ROME, October 19. /TASS/. International Atomic Energy Agency (IAEA) Director General Rafael Grossi has noted a decrease in the number of attacks in the vicinity of the Zaporozhye Nuclear Power Plant (ZNPP).
He noted that the IAEA is fulfilling a containing role, acknowledging, however, that it had failed to achieve the more ambitious goal of completely demilitarizing the area around the ZNPP.
"At the UN Security Council, I set forth five principles, including non-aggression against the nuclear power plant, its 'non-militarization' and continued supplies. And to this day, these principles have been observed," Grossi noted in an interview with Italy’s La Repubblica newspaper.

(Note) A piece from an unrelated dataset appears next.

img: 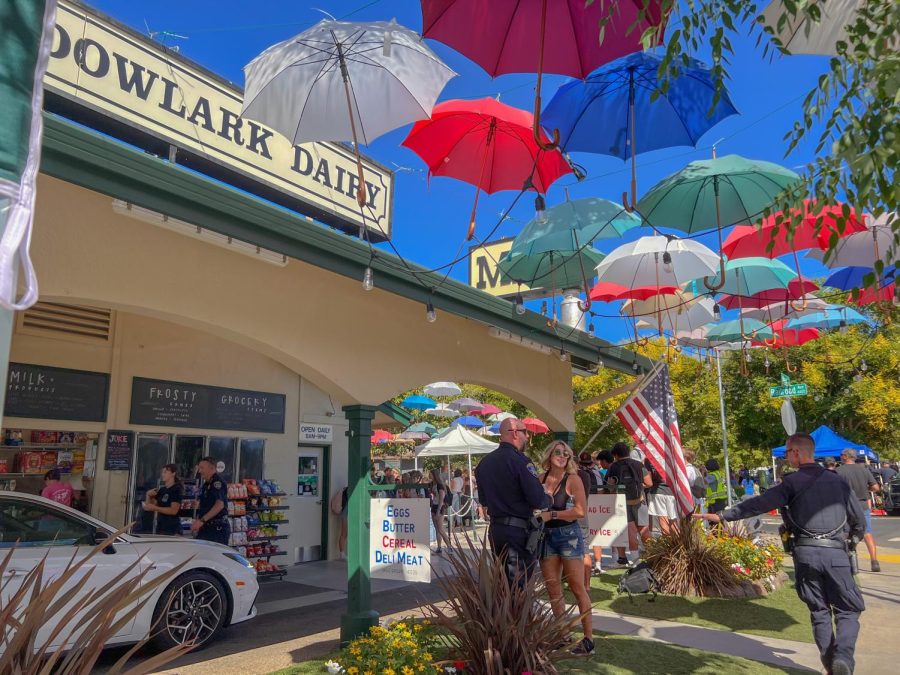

"I had a more ambitious idea to establish a zone free of any military activity, but as the conflict developed, neither side would have accepted it. Yet we do see the number of attacks going down," he added.
Located in Energodar, the Zaporozhye nuclear facility, with roughly 6GW of capacity, is the largest of its kind in Europe. Russia took control of the plant on February 28, 2022, in the first days of its special military operation in Ukraine. Since then, units of the Ukrainian army have periodically conducted shelling both of residential districts in nearby Energodar and the premises of the nuclear plant itself, by means of drones, heavy artillery and multiple launch rocket systems (MLRS). In most cases, air defense systems repel the attacks, although several times shells hit infrastructure facilities and the vicinity of a nuclear waste storage depot. In order to protect the ZNPP against shelling attacks, engineering structures, forming a safety net of sorts, have been built on its premises.